Regular poster under a name change here. Been thinking about posting this for a while...
DH and I used to have a fab sex life. Quite adventurous, lots of it etc.
Ever since we have had the DCs things have been hit and miss. None of our kids have slept well, and I've been either pregnant or breastfeeding ever since we got married 5.5 years ago - my choice, I am not kept barefoot in the kitchen :)
We go through phases of having sex and then not, and each time I find it harder to, I don't know, get my head around the idea.
I love DH, he loves me, but we've been through some tough times financially and with jobs etc over the last couple of years. I suppose this could have contributed, but things are on the up and have been for a while so in theory it shouldn't be an issue any longer.
I want to want to have sex with him. There isn't anyone else I want to have sex with, I just don't seem to want it at all.
I feel like we have slipped into being friends rather than lovers - we have, there is no feel like about it. And this depresses me, because I want him to be my lover again.
There is no lack of interest on his part, and he doesn't pester me at all - just reminds me gently from time to time that when I'm ready he is there.
But I have lost all my sexual confidence, I don't feel like I could walk up to him and snog him.
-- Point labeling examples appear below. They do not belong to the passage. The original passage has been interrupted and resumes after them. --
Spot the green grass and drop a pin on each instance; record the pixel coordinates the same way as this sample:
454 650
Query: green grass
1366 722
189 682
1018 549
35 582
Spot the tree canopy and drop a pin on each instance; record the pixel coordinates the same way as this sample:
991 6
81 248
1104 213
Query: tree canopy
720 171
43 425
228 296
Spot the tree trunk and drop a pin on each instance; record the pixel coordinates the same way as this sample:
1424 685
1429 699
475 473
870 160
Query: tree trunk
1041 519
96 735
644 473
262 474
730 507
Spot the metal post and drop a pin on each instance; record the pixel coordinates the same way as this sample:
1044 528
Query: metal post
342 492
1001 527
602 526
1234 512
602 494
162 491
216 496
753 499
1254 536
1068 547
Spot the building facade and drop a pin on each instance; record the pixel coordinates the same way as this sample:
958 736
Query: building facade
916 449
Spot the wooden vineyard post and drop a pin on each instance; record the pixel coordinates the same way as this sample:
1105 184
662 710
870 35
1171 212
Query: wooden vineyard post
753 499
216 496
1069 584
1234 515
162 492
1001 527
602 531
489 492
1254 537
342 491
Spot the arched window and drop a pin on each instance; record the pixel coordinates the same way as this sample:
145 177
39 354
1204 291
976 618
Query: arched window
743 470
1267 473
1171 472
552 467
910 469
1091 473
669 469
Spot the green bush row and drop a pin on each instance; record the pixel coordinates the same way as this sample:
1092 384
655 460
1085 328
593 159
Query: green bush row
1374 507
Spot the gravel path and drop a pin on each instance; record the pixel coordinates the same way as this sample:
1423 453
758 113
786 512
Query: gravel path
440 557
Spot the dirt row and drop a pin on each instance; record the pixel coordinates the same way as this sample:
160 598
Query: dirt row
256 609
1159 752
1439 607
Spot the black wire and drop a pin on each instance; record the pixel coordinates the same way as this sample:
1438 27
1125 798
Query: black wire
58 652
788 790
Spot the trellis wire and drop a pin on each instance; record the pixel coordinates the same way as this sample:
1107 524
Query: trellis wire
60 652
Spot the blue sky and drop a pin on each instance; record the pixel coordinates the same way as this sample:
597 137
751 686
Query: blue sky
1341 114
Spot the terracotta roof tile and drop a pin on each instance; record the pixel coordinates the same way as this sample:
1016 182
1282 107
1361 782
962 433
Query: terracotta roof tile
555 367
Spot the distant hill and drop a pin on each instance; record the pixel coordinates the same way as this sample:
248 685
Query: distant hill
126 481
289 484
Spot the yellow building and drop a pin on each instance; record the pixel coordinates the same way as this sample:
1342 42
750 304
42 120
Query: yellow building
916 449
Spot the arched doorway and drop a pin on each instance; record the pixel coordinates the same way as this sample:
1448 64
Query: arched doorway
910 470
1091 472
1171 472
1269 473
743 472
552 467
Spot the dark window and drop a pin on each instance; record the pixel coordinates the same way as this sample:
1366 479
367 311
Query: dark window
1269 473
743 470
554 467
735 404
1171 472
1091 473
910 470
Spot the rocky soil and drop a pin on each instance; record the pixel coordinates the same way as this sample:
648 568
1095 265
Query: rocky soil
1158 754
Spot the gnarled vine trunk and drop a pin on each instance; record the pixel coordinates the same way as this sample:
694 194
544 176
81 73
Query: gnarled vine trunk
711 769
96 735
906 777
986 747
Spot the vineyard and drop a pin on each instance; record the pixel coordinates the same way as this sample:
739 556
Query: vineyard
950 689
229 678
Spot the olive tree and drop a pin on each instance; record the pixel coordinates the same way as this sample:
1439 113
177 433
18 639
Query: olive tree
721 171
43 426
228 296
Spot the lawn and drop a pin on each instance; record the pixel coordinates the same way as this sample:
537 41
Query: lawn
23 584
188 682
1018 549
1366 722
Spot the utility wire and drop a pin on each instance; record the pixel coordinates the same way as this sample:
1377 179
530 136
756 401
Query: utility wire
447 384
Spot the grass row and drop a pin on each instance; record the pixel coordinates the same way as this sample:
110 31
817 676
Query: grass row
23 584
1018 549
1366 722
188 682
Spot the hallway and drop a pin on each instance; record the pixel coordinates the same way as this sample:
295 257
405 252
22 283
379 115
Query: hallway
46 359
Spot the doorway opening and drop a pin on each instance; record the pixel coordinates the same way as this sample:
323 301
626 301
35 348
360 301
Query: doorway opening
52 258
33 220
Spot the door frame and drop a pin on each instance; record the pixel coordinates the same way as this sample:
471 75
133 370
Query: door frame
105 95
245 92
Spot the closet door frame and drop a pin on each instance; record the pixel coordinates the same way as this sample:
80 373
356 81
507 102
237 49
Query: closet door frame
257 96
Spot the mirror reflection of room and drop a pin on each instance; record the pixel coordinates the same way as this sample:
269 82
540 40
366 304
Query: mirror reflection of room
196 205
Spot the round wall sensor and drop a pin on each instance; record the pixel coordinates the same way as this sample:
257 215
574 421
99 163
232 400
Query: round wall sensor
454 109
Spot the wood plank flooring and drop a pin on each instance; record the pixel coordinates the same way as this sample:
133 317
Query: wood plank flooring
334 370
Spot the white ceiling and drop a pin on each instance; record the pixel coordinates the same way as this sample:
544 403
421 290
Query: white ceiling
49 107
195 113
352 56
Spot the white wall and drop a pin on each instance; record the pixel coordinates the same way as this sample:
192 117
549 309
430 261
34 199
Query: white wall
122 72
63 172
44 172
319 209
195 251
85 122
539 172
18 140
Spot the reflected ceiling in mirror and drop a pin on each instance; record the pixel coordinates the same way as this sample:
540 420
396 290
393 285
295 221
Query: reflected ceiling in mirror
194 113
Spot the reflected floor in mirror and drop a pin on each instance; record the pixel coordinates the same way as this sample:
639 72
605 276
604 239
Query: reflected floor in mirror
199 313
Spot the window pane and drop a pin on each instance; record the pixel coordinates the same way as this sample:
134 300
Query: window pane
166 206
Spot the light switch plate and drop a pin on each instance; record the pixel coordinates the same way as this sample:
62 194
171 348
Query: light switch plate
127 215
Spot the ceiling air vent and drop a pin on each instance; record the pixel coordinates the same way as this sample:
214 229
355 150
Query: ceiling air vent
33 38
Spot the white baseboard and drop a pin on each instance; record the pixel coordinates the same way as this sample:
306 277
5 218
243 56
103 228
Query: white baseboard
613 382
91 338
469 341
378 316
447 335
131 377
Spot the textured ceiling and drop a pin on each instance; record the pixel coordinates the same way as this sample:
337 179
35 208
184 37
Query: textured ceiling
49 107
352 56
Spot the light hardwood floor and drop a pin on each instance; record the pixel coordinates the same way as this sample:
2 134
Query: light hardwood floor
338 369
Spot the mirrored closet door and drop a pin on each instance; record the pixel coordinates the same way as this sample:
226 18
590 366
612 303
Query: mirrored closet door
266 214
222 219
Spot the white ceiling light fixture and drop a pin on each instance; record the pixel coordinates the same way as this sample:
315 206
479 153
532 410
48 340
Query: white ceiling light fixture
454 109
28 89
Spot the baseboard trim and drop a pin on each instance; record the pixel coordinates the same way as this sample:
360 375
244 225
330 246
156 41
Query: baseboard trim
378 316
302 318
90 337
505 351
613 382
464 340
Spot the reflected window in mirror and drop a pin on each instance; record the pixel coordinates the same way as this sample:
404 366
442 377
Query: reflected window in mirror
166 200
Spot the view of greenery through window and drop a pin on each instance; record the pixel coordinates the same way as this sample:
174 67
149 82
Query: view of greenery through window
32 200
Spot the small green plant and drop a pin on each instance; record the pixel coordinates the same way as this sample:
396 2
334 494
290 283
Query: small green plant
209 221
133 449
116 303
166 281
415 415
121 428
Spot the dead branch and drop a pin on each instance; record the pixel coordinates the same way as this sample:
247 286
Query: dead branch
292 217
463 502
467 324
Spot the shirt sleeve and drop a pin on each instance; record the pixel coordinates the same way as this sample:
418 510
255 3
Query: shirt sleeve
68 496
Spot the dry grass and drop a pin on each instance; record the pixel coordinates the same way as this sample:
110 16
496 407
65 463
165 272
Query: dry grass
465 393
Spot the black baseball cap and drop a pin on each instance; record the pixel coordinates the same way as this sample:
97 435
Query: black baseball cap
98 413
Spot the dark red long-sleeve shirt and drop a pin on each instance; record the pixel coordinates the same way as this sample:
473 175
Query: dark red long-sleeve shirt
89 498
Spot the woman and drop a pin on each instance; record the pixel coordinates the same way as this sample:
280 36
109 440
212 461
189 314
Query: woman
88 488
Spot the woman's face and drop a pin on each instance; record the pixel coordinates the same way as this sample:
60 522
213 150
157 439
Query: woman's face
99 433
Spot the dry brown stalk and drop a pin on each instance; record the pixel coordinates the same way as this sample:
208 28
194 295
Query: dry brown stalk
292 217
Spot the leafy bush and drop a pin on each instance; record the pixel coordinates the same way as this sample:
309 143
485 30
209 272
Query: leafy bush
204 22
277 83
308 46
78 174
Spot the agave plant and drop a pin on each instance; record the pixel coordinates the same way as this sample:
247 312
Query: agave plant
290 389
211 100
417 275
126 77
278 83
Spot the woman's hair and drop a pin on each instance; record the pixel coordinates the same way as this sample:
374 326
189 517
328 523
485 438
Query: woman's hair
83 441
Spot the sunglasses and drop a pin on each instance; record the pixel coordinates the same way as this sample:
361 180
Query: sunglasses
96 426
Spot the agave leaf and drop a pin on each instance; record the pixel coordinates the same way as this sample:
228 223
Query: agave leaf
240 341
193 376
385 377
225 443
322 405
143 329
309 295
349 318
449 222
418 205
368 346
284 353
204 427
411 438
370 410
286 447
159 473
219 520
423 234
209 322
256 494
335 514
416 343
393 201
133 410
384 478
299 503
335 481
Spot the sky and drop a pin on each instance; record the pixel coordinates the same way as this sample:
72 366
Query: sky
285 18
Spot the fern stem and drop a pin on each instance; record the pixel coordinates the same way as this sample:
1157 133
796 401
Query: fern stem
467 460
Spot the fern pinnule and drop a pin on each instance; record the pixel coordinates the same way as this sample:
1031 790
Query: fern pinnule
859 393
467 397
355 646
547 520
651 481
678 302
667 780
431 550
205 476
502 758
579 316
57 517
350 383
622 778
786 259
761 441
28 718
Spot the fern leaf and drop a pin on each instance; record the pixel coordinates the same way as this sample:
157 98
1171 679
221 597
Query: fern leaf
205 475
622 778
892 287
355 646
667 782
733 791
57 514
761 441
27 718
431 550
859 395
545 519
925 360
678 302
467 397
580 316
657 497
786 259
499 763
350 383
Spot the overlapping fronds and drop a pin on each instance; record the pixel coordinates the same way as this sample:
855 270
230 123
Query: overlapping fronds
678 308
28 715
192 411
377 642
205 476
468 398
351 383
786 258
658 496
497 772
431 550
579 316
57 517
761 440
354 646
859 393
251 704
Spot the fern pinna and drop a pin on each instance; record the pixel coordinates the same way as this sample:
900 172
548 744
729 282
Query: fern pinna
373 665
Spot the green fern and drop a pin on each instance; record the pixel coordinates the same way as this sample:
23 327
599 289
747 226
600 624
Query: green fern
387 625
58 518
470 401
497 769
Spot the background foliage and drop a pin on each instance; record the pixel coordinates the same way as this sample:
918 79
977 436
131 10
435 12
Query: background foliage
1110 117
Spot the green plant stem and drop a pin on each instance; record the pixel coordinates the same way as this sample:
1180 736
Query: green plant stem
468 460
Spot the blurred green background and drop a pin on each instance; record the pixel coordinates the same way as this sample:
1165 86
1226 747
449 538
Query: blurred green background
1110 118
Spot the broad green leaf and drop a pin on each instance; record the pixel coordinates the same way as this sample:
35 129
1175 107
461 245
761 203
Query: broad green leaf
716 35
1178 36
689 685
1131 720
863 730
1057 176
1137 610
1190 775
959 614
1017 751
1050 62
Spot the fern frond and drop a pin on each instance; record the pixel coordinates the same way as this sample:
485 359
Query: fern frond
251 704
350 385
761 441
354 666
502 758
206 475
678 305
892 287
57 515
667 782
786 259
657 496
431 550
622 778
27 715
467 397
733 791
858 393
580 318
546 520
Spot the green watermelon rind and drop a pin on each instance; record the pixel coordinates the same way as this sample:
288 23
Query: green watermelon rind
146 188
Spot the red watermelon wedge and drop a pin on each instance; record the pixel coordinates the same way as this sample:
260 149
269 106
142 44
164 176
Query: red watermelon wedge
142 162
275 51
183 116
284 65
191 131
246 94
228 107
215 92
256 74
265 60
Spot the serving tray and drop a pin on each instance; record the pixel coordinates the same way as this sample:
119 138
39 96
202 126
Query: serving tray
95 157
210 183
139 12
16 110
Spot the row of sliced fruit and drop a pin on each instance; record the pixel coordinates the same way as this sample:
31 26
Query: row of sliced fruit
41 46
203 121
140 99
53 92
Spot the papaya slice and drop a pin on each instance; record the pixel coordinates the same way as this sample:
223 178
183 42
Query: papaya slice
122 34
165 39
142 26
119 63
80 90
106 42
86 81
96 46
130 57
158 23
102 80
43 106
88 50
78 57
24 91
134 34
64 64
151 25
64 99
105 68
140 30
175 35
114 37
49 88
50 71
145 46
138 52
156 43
The last time he tried to kiss me properly I got a fit of the giggles and the moment was lost.
God this all sounds so pathetic writing it down :(
He is out tonight, and there is part of me that wants to be waiting in bed with some sexy underwear on when he gets home. But I know I won't and I feel sad that I've lost that part of myself. I have always loved sex, and kissing and everything and always had a high sex drive. But not any more.
So - does anyone have any advice, comfort, reassurance?